As ORCAA's audit of a HireVue use case shows, an audit's disclosure can be limited and does not necessarily ensure AI systems are free from bias.

Chowdhury said a disconnect she commonly encounters with clients is an expectation that an audit will only consider code or data analysis. She said audits can also focus on specific use cases, like collecting input from marginalized communities, risk management, or critical examination of company culture.

"I do think there is an idealistic idea of what an audit is going to accomplish. An audit's just a report. It's not going to fix everything, and it's not going to even identify all the problems," she said.

Bnh.ai managing director Andrew Burt said clients tend to view audits as a panacea rather than part of a continuing process to monitor how algorithms perform in practice.

"One-time audits are helpful but only to a point, due to the way that AI is implemented in practice. The underlying data changes, the models themselves can change, and the same models are frequently used for secondary purposes, all of which require periodic review," Burt said.

Consider risk beyond what's legal

Audits to ensure compliance with government regulation may not be sufficient to catch potentially costly risks. An audit might keep a company out of court, but that's not always the same thing as keeping up with evolving ethical standards or managing the risk unethical or irresponsible actions pose to a company's bottom line.
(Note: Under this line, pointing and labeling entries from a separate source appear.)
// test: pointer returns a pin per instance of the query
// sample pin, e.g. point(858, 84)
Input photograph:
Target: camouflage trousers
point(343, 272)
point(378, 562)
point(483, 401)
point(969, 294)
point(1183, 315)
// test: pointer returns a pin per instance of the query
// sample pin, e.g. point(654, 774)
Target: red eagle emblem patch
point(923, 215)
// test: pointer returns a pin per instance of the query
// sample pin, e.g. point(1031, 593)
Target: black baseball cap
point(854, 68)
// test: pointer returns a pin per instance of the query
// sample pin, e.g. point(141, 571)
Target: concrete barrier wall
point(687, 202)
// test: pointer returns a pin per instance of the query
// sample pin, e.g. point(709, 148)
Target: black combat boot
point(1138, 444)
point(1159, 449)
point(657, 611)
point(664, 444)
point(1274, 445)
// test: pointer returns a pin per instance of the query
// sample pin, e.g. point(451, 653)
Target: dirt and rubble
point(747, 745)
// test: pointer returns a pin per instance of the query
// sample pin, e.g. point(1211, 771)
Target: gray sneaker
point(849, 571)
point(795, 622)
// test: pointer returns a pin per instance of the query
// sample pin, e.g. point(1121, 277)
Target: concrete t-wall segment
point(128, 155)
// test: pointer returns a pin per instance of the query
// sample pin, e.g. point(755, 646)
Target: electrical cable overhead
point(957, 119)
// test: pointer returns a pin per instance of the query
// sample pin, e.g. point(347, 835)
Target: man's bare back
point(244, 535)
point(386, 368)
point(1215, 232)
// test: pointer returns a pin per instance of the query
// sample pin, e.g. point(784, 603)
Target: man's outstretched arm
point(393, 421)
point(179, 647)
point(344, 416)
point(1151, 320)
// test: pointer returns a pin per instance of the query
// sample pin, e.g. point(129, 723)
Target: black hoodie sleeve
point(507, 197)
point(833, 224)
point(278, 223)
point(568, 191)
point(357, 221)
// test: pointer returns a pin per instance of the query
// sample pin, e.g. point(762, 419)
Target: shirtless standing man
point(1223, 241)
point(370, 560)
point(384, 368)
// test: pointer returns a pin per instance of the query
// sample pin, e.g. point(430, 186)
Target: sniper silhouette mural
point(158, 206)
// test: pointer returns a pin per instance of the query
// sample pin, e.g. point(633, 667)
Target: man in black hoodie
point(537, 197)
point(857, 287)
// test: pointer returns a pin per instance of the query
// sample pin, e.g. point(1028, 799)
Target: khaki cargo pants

"I think there should be some aspect of algorithmic audit that is not just about compliance, and it's about ethical and responsible use, which by the way is an aspect of risk management, like reputational risk is a consideration. You can absolutely do something legal that everyone thinks is terrible," Chowdhury said. "There's an aspect of algorithmic audit that should include what is the impact on society as it relates to the reputational impact on your company, and that has nothing to do with the law actually. It's actually what else above and beyond the law?"

Final thoughts

In today's environment for algorithm auditing startups, Chowdhury said she worries companies savvy enough to understand the policy implications of inaction may attempt to co-opt the auditing process and steal the narrative. She's also concerned that startups pressured to grow revenue may cosign less than robust audits.

"As much as I would love to believe everyone is a good actor, everyone is not a good actor, and there's certainly grift to be done by essentially offering ethics washing to companies under the guise of algorithmic auditing," she said. "Because it's a bit of a Wild West territory when it comes to what it means to do an audit, it's anyone's game. And unfortunately, when it's anyone's game and the other actor is not incentivized to perform to the highest standard, we're going to go down to the lowest denominator is my fear."

Top Biden administration officials from the FTC, Department of Justice, and White House Office of Science and Technology have all signaled plans to increase regulation of AI, and a Democratic Congress could tackle a range of tech policy issues. Internal audit frameworks and risk assessments are also options. The OECD and Data & Society are currently developing risk assessment classification tools businesses can use to identify whether an algorithm should be considered high or low risk.

But algorithm auditing startups are different from other AI startups in that they need to seek approval from an independent arbiter and to some degree the general public. To ensure their success, people behind algorithm auditing startups, like those I spoke with, increasingly suggest stronger industrywide regulation and standards.